Not inward, but outward.

Her eyes widened as awareness expanded beyond the chamber, beyond the city's layers, touching distant nodes, and something far older that slept beneath all of it, vast and patient and very much awake now.

Selene swore under her breath.

"Step back," Selene ordered sharply, not to her sister, but to the girl. "Whatever you're doing, stop."

"I'm not doing it," she replied, breath shallow. "I think… it's responding."

The woman's expression changed then, excitement fading into something sharp and wary. "That's sooner than expected."

The pressure snapped within the air and it was not an explosion or a rupture, but a release, like a door opening just enough to let something breathe. The runes dimmed rapidly, the chamber settling into uneasy silence as the weight lifted all at once.

She staggered, catching herself against the stone, heart racing, skin buzzing.

For a long moment, no one spoke.

Then Selene sheathed her blade with deliberate calm and turned to her sister. "This ends now. She returns with me."

The woman studied the girl one last time, her smile slower and more dangerous than before. "For now," she said. "But understand this, little fox."

Her gaze bored into her, unblinking. "You don't belong to this city. You don't belong anywhere, in my opinion. And whatever, just noticed you don't care which of us wins, but we do, and a war, a fight, is going on; you need to understand."

She stepped back, the shadows folding around her as the relay chamber began to unwind.

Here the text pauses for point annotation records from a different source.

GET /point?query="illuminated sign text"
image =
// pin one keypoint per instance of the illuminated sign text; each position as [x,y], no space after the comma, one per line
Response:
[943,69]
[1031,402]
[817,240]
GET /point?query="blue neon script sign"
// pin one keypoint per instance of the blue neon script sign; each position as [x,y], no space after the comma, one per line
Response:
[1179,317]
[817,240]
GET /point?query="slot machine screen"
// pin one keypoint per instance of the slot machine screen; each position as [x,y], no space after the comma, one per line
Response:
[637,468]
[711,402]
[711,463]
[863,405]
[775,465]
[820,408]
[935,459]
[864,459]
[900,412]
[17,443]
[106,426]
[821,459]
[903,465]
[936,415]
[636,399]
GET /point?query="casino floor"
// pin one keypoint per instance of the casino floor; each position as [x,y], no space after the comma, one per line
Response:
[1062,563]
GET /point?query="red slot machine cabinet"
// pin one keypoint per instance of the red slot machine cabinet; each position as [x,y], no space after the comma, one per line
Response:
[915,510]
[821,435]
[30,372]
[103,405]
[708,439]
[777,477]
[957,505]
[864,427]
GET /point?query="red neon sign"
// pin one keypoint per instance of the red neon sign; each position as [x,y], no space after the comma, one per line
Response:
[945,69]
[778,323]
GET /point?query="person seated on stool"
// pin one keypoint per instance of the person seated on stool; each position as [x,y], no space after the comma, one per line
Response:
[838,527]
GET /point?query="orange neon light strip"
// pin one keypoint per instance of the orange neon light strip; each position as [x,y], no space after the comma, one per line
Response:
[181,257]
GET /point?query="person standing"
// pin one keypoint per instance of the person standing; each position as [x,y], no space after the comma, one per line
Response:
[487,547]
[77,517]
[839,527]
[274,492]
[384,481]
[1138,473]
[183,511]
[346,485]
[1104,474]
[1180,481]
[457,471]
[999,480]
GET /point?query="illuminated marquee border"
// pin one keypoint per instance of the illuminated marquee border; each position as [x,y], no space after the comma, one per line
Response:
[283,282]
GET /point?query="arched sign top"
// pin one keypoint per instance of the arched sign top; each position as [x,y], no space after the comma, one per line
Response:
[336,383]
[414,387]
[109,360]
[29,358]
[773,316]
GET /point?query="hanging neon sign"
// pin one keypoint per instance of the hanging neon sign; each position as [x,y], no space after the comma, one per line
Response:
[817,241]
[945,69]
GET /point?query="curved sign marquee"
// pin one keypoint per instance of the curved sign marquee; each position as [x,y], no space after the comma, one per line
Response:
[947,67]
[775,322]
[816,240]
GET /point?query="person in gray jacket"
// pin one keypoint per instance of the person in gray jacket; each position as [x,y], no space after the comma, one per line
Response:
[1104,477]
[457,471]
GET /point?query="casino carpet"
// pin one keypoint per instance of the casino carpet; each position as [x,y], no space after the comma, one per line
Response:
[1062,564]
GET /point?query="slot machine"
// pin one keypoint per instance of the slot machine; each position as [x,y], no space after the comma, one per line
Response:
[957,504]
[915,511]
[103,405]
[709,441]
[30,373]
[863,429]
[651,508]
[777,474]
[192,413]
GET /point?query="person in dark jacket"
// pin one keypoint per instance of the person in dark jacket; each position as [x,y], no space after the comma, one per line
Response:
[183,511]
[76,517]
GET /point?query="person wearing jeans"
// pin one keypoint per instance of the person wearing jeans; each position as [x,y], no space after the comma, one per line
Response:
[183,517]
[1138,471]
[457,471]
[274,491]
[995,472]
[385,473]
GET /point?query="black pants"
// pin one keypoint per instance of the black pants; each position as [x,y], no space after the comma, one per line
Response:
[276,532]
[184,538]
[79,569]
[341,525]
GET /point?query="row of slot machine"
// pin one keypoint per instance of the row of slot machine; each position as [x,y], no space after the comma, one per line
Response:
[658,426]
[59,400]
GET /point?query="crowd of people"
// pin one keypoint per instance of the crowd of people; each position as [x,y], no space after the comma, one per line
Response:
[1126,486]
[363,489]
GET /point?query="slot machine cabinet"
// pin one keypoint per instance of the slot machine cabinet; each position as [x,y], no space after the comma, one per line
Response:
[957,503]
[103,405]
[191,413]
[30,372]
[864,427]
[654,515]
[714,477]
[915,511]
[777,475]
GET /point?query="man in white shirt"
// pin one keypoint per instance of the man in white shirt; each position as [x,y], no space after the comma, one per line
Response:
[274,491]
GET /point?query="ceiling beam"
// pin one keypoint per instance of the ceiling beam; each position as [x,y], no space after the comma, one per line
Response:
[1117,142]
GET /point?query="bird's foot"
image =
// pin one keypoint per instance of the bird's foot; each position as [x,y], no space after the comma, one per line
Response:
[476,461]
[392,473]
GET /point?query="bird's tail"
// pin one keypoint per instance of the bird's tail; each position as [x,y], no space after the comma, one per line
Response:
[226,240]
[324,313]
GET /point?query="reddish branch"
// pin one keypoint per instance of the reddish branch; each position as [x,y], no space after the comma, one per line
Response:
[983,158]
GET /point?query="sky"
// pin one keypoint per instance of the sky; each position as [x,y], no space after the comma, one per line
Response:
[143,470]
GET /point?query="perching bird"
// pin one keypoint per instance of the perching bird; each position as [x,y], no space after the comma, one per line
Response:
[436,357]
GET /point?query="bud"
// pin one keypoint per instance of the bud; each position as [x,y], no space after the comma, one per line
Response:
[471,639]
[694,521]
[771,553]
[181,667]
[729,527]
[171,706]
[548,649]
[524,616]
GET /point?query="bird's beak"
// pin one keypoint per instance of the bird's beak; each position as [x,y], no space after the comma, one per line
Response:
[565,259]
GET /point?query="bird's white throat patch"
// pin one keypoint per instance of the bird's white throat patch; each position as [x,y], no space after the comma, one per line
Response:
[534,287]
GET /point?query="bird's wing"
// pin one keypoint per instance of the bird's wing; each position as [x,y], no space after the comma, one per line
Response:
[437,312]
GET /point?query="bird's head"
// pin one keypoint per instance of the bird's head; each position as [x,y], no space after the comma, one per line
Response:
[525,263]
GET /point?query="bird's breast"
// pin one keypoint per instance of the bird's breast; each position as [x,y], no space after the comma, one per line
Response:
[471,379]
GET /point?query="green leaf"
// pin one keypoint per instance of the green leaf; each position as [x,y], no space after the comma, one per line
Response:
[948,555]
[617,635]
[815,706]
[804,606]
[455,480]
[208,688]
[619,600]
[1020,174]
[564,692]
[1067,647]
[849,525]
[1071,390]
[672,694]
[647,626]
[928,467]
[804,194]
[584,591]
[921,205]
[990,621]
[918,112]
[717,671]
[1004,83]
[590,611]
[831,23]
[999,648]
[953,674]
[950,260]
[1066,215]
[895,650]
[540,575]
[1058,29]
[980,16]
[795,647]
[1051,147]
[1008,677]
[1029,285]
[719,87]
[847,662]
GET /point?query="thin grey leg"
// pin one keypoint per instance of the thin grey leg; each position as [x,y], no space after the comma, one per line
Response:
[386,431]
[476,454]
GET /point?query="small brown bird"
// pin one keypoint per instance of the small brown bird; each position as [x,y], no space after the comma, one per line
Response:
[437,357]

"We'll meet again," she added softly. "Next time, you won't stumble into the center of the board, not by accident at least."

Before the girl could say another word, she was gone.

Silence followed, thick and unresolved.

Selene turned to her, expression unreadable, but there was something new in her eyes now, something close to urgency.

"We need to talk," Selene said. "Immediately."

She nodded, though her thoughts were still spiraling outward, brushing against places she had never seen and now knew existed.